= Foundation for Information Policy Research =

The Foundation for Information Policy Research is a UK-based think tank that studies the interaction between information technology and government, business and civil society. It has been described by academics as "the leading think-tank on information policy issues in Britain". Although still registered at Companies House, it did not publish any research between 2017 and 2025 when it re-launched with a new Board.

Established in May 1998, the organisation is a non-profit company limited by guarantee. Its policy is governed by an independent board of trustees in consultation with an advisory council.

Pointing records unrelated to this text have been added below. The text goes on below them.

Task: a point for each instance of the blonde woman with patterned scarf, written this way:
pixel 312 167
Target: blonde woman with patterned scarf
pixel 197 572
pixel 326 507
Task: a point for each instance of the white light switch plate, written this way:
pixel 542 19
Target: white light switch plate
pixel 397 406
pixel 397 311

In 2008, FIPR argued that a planned partnership between telecom group BT and targeted advertising Phorm technology was illegal under the Regulation of Investigatory Powers Act 2000.

==Trustees and Advisory Council==
FIPR's trustees have variously been: Professor Ross Anderson (chair), Nicholas Bohm (general counsel), Dr. Richard Clayton (treasurer), Fleur Fisher and Jim Norton.

Members of the Advisory Council have included Joanna Bryson, Shami Chakrabarti, Alan Cox, Jon Crowcroft, Lilian Edwards, Maurice Frankel, Becky Hogge, Douwe Korff, Mark Littlewood, Steven Murdoch, Danny Quah, Martyn Thomas, Paul Whitehouse, Wendy M. Grossman, and Phil Zimmermann.